以前、マイクロフォーサーズ用が発売されたのに…
干渉無しの良品
焦点工房から、ようやく「KIPON BAVEYES EF-MFT AF 0.7x(OM-D)」が発売となった。これは、キヤノンのEFマウントレンズをマイクロフォーサーズのOM-Dシリーズで使用する事ができるようになる変換マウントで、特徴は電子接点を持っていてAFやレンズ内 or ボディ内手ブレ補正、Exif情報の伝達ができる製品である。
OM-D専用と謳っているのは、以前この製品が発売されたとき、OM-Dで使用するとボディとレンズが干渉する問題が発覚し、急遽OM-Dのみ対応製品から外されたという経緯があるためである。
この製品がいよいよもって発売された事で、OM-Dでも本格的にEFマウントレンズが使用できるようになったと言える。
35mm換算の計算が違う
この「KIPON BAVEYES EF-MFT AF 0.7x(OM-D)」は、通常のマイクロフォーサーズの35mm判換算の計算式と異なる焦点倍率になる。
というのは、0.7倍のフォーカルレデューサーレンズを搭載している為で、例えば50mmレンズを装着した場合、35mm判換算で70mm相当の画角となるのである。
またこのマウントはフォーカルレデューサーレンズの集光効果により、F値が1段分明るくなる。だからこのマウントを使用してEFマウントの単焦点レンズを装着すると、通常のマイクロフォーサーズの焦点距離の伸びほど焦点距離は長くならず、なおかつ明るいレンズとなる。
たとえば、私が35mm判換算で85mmのレンズが欲しいとして、従来であれば、パナライカの42.5mmレンズ「NOCTICRON」しか選択肢がない、という状況だとすると、この「KIPON BAVEYES EF-MFT AF 0.7x(OM-D)」を使えば、EFレンズの60mmというレンズがあれば、35mm判換算で84mmという焦点距離のレンズを得る事ができる、というワケである。しかもそのレンズでは電子接点によりAFも効くし、手ブレ補正もレンズ内 or ボディ内問わず普通に効く。

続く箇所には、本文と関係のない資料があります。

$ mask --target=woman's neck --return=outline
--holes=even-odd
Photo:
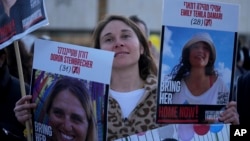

しかも、レデューサーレンズによって明るさは1段分明るくなるわけだから、レンズの選択肢が広がり、結果として良い事ずくめという事になる。
EFレンズはちょっと大きいか?
ただ、唯一の不安となるのが、EFレンズは大きいという事。
それこそ、フルサイズセンサー用のレンズだったりするわけで、重く大きいのは当たり前である。
EFマウントには、兄弟分のEF-SマウントというAPS-Cサイズのイメージセンサー用マウントも存在するが「KIPON BAVEYES EF-MFT AF 0.7x(OM-D)」がEF-Sマウントのレンズに対応しているのかどうかは明確なところがわからない。基本、EF-Sマウント対応のカメラはEFマウントレンズの装着が可能なのだが、その逆が不可能なのは、35mmフルサイズのクイックリターンミラー等が干渉するからであり、本製品である「KIPON BAVEYES EF-MFT AF 0.7x(OM-D)」を装着するマイクロフォーサーズはそもそもミラーレスであるため、干渉しない事から、場合によっては装着は可能かもしれない。実際には誰も試していない情報なので、試す事ができる人がいたらぜひそのあたりを教えてほしいものである。
前述したようにEFレンズはフルサイズ用なので大きく重い。そのレンズを装着するワケだから、OM-D側もちゃんとしたグリップを装着したカメラでないと実使用上は厳しいかも知れない。
ましてPEN-FやPENなんかだと、支えきれないかもしれない。そのあたりは使用するレンズとの兼ね合いだろうが、フルサイズ用のレンズは基本重く大きいものが多いのが常である。
ましてそれにアダプタを組み合わせるのだから、カメラ本体から長さも嵩むので、よりバランスが悪くなり、支えきれなくなる。
なので、この「KIPON BAVEYES EF-MFT AF 0.7x(OM-D)」は基本OM-D E-M1や外部グリップを取り付けたOM-D用と考えた方がいいかもしれない。
どちらにしても使えるレンズの選択肢が増えるというのは喜ばしい事である。
どうしても既存メーカーのレンズで欲しいレンズが見当たらない時は、キヤノンレンズを検討してみるのも良いかも知れない。